On Sundays, at around 10:30 in the morning, I often go to a meeting.
It is normally held in a large building. There are lots of church there, all kinds – lovely people. There are men and women, children, babies – the old and young all gathering together.
They come from all walks of life. There are lawyers and painters, salesmen and waiters. There are butchers and bakers and candlestick makers.
The church gathers and sings beautiful love songs to God. They pray for each other and encourage and challenge each other to love greater and live bolder. Often someone speaks about the goodness of God. It’s a nice thing to do on a Sunday morning.

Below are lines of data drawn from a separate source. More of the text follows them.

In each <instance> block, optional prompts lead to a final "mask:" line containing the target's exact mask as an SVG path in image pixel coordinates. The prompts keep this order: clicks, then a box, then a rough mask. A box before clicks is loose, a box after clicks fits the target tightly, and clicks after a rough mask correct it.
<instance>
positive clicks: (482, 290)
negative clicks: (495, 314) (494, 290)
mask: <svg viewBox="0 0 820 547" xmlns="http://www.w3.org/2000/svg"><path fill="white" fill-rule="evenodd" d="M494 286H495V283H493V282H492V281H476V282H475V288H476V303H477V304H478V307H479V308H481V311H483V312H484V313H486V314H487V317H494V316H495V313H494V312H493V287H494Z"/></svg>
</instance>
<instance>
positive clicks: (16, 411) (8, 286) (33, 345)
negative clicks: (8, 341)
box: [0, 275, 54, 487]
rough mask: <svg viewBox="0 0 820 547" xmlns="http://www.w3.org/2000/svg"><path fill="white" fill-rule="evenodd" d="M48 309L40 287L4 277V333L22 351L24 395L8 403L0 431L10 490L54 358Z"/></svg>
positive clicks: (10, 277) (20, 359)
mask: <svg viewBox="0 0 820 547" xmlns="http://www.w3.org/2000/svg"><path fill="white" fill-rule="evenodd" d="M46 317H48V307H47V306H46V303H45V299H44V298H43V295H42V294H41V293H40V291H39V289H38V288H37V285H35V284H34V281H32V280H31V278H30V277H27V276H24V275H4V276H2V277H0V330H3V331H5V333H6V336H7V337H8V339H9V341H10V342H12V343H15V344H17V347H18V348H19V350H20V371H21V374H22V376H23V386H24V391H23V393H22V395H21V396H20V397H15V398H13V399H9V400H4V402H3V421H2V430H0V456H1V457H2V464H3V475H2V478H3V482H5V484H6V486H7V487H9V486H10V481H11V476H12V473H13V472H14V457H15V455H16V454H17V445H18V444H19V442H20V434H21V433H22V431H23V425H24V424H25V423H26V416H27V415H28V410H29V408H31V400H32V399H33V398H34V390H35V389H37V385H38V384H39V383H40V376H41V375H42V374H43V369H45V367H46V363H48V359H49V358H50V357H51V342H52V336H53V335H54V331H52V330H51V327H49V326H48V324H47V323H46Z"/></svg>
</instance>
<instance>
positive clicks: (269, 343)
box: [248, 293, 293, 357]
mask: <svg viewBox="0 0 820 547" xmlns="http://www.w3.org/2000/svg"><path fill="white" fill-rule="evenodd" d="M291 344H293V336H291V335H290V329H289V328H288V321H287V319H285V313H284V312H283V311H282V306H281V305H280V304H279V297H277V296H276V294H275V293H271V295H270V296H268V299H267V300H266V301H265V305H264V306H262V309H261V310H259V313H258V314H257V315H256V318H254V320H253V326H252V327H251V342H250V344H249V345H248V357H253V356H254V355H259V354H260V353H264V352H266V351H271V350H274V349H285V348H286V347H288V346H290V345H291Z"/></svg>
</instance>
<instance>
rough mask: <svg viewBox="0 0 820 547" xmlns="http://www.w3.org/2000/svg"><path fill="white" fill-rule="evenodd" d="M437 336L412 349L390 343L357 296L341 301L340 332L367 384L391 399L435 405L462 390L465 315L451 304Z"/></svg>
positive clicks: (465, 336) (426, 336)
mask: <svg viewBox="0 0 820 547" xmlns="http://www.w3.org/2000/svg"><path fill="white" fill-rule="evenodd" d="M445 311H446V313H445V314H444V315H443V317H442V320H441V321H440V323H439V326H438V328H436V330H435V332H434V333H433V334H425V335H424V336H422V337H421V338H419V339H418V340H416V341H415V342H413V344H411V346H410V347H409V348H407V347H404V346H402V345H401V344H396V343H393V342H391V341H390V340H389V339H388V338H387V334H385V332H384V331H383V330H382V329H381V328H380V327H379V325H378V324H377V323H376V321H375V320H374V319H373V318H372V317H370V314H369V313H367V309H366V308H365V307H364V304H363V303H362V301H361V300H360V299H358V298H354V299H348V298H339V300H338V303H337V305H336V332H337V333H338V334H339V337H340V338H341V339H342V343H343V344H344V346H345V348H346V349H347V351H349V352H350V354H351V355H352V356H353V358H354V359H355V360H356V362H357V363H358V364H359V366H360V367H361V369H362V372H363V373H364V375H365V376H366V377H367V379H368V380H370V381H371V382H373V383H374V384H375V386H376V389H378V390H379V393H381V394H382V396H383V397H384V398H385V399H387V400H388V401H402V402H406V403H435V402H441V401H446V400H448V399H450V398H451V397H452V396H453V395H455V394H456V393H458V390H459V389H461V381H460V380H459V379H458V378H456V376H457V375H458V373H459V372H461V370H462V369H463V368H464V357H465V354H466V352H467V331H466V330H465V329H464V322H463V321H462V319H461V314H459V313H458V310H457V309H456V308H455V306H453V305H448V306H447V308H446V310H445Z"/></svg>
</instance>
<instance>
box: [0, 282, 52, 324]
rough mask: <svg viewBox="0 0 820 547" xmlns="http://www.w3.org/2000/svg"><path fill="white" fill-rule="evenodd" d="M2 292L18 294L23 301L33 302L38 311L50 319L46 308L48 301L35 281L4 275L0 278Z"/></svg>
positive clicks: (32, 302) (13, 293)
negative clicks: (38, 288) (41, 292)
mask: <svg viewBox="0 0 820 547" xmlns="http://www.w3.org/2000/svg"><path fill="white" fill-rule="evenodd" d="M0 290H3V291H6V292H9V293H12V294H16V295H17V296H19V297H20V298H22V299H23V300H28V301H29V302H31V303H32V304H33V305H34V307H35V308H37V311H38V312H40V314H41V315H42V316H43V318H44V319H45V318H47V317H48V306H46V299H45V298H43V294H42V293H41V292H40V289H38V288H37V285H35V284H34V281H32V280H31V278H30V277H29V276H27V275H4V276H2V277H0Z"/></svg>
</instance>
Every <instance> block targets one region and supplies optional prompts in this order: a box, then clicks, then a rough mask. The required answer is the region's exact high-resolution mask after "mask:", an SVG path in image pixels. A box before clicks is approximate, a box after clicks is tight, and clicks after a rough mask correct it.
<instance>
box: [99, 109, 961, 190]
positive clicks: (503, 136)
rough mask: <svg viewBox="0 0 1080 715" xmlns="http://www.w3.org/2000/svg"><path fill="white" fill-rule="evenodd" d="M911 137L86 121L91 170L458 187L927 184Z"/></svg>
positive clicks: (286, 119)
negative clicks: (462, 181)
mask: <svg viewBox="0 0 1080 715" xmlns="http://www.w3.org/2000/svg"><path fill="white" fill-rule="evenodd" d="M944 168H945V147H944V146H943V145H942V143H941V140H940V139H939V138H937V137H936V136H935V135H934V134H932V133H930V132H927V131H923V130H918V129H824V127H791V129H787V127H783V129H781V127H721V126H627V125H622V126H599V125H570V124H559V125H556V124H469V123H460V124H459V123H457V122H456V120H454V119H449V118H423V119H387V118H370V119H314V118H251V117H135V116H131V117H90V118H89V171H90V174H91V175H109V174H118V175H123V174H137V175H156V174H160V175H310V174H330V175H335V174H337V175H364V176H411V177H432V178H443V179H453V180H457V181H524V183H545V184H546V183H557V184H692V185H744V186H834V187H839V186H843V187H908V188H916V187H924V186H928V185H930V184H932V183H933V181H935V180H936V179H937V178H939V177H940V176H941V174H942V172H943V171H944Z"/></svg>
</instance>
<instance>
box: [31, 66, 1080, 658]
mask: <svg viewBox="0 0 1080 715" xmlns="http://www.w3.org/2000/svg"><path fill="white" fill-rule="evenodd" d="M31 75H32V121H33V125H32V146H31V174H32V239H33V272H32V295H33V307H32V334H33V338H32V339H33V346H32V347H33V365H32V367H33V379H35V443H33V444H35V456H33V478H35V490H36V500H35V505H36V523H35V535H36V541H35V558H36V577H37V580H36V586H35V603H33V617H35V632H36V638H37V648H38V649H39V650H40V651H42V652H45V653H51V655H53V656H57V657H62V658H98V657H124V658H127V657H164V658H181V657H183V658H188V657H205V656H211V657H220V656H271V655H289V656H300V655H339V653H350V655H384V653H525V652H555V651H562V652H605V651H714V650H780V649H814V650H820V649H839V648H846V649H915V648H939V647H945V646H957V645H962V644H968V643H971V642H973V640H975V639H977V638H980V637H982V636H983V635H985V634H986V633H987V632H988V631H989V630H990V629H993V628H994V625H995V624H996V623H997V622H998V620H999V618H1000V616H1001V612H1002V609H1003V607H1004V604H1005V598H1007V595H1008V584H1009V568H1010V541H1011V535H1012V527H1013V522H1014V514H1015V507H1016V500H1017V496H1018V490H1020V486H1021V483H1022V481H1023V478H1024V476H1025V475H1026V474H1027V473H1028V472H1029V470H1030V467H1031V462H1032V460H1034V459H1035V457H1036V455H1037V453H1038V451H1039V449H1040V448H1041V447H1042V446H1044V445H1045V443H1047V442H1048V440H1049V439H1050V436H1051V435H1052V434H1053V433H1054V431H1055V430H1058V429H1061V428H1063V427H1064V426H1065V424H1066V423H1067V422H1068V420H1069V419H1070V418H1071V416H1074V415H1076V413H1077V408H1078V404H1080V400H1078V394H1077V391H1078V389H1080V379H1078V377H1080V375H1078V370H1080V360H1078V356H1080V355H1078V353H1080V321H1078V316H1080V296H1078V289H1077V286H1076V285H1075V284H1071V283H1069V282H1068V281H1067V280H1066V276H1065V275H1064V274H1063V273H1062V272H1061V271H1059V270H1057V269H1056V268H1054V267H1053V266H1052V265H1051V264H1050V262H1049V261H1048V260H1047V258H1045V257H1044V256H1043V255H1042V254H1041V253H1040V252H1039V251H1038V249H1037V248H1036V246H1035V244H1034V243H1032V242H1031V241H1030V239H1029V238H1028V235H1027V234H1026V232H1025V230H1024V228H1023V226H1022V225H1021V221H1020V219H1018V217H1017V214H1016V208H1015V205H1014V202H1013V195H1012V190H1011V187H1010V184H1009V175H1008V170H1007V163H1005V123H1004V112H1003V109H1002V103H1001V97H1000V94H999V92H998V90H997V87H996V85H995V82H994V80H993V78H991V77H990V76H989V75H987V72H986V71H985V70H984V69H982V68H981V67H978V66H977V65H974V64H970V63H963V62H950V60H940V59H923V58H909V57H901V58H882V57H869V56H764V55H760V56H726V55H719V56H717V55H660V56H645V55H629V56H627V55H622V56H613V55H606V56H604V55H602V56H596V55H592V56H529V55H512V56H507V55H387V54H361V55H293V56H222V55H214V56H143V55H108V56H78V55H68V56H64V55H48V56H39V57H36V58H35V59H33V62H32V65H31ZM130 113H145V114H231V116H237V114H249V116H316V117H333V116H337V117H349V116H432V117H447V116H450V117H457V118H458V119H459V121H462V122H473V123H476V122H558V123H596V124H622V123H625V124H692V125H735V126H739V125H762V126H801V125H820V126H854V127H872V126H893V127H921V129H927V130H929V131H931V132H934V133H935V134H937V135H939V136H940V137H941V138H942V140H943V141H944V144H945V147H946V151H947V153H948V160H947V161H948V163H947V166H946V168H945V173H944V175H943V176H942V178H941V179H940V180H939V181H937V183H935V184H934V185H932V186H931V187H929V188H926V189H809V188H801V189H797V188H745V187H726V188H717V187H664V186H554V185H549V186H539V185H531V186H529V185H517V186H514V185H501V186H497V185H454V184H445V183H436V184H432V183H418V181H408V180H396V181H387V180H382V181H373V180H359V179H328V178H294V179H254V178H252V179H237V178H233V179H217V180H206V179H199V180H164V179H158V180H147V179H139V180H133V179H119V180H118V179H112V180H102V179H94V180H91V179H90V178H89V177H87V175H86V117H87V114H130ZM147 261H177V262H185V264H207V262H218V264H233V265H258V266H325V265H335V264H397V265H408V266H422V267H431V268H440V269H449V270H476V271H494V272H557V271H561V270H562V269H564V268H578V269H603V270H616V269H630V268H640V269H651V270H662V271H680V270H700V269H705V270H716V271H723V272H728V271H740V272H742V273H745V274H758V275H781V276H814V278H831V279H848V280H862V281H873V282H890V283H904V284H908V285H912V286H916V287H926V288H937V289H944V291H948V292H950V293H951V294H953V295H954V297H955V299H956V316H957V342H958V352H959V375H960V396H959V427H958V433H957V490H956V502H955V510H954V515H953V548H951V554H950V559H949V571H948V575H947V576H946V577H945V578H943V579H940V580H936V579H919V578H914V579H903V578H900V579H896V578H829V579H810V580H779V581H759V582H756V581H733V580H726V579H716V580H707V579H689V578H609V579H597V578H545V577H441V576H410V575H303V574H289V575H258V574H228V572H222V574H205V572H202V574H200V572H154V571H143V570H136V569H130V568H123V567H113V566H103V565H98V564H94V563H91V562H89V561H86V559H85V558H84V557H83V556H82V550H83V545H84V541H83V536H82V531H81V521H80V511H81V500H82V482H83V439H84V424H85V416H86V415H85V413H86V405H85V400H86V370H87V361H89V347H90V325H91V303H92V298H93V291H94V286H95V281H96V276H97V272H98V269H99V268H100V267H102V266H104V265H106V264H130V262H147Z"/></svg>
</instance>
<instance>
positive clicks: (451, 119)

One day while I was out for a drive, I passed one of the big buildings where church gathers on Sunday mornings and I noticed that the sign on the front lawn said church, implying that the buildings name was “church.” I chuckled to myself. Somebody had a sense of humor.
However, over the next couple of days, I noticed these signs everywhere. I became concerned; maybe this wasn’t a practical joke after all. Maybe some of the church had forgotten what church really was.
Then one day a fella driving by my house stopped for directions. “Where is church,” he asked.
I smiled, threw out my arms and said, “you found it!” He gave me a very confused, somewhat frightened look and then quickly drove away.
He didn’t stick around long enough to share a laugh at my intentional misunderstanding. Nor to hear the rest of my joke, “where two or more are gathered…”
I don’t think he would have found that to be funny. Which makes sense, it was an inside joke. How could he know about my recent ruminations?
Ruminations about how it seems to me so many church have forgotten who they are and settled for beliefs and a building, things that are good, but can never love you, heal you or reveal your transformation.
I think when church forgets who they truly are, they become heartbroken, disillusioned and frail.
There kids who grow up never knowing they are church and that God is more than a nice guy in heaven who likes people to religiously gather on a Sunday morning.
These kids eventually start dreading “church.” They start doing anything they can to get out of going to “church.” These kids start stealing their parent’s cars and driving like madmen, ignoring stop signs and even outrunning policeman – all in an effort to escape the doldrums of what “church” has come to mean – a name for a building.